Der Nacherbe hat seine Zustimmung auf Verlangen des Vorerben in öffentlich beglaubigter Form und im Falle einer Grundstücksveräußerung in notariell beurkundeter Form abzugeben. Die Kosten hierfür hat der Vorerbe persönlich zu tragen, da es sich um gewöhnliche Erhaltungskosten handelt (vgl. § 2120 Satz 3 BGB).

Erst wenn der Nacherbe der ordnungsgemäßen Aufforderung nicht nachkommt, kann der Vorerbe hierauf klagen. Die Aufforderung unterliegt den gleichen Anforderungen wie jede andere Klageschrift, d. h. sie muss die erforderliche Form der Zustimmungserklärung, die Verpflichtung des Vorerben zur Kostenübernahme und die konkret beabsichtigte Verfügung enthalten sowie die Gründe darlegen, nach denen die Maßnahme für eine ordnungsgemäße Verwaltung erforderlich ist.

 
Wichtig

Richtige Klageart ist die Leistungsklage auf Einwilligung in eine konkrete Verfügung, nicht die Feststellungsklage.

Entsprechendes gilt für die Zustimmung zur Verfügung über hinterlegte Wertpapiere, § 2116 Abs. 2 BGB, wenn der Vorerbe nicht nach § 2136 BGB von dieser Verpflichtung befreit wurde.

Gehört ein Wald, ein Bergwerk oder eine vergleichbare Anlage zum Nachlass, ist der Vorerbe zur ordnungsgemäßen Wirtschaft verpflichtet. Unstimmigkeiten über deren Einhaltung können mit der Errichtung eines Wirtschaftsplanes vermieden werden. Erteilt der Nacherbe seine Zustimmung zu einem bestimmten Wirtschaftsplan, ist dieser für beide Parteien bindend. Bei Einhaltung der Vorgaben entzieht ein solcher Plan etwaigen Schadensersatzansprüchen des Nacherben die Grundlage, gibt dem Nacherben jedoch im Gegenzug auch das Recht auf Einhaltung des Plans zu klagen. Die Kosten der Planaufstellung sind Nachlassverbindlichkeiten nach § 2123 Abs. 1 Satz 3 BGB.
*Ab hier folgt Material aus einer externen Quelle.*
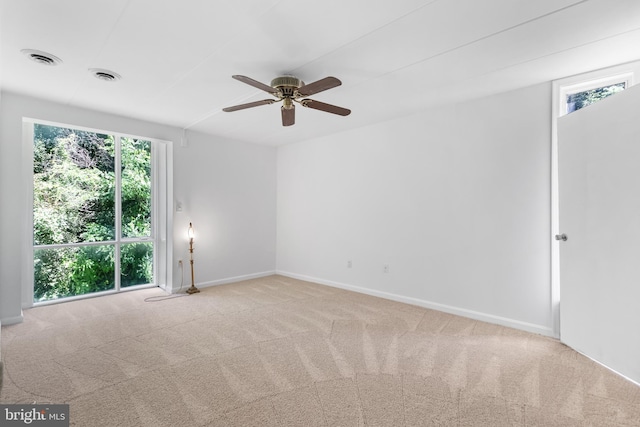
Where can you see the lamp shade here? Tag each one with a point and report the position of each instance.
(190, 232)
Sollte der Nacherbe seine Zustimmung zu einem konkreten Plan verweigern, kann der Vorerbe hierauf klagen. Gemäß § 894 ZPO wird die Zustimmung des Nacherben mit Rechtskraft fingiert.

Da das Anwartschaftsrecht des Nacherben zwischen dem Eintritt des Erbfalls und des Nacherbfalls übertragbar ist, wird teilweise angenommen, dass dem Vorerben analog § 2034 BGB ein Vorkaufsrecht zusteht, soweit weitere Mitnacherben nicht vorhanden sind oder diese ihr Vorkaufsrecht nicht ausüben. Das Vorkaufsrecht ist in diesem Fall innerhalb von zwei Monaten nach der Mitteilung über den Vertragsschluss dem Nacherben gegenüber gemäß den §§ 469, 464 BGB geltend zu machen. Eine entsprechende Klage des Vorerben auf Übertragung des Nacherbenanwartschaftsrechts aufgrund eines gesetzlichen Vorkaufsrechts birgt jedoch ein erhebliches Prozessrisiko, da sich ein solcher Anspruch nicht aus dem Gesetz ergibt und die Rechtsprechung zur Existenz dieses Anspruches noch nicht klar Stellung genommen hat.[1]

[1] Vgl. aber OLG Braunschweig, Beschluss v. 13.5.2020, 3 W 74/20, für den Fall der Veräußerung des Nacherbenanwartschaftsrechts.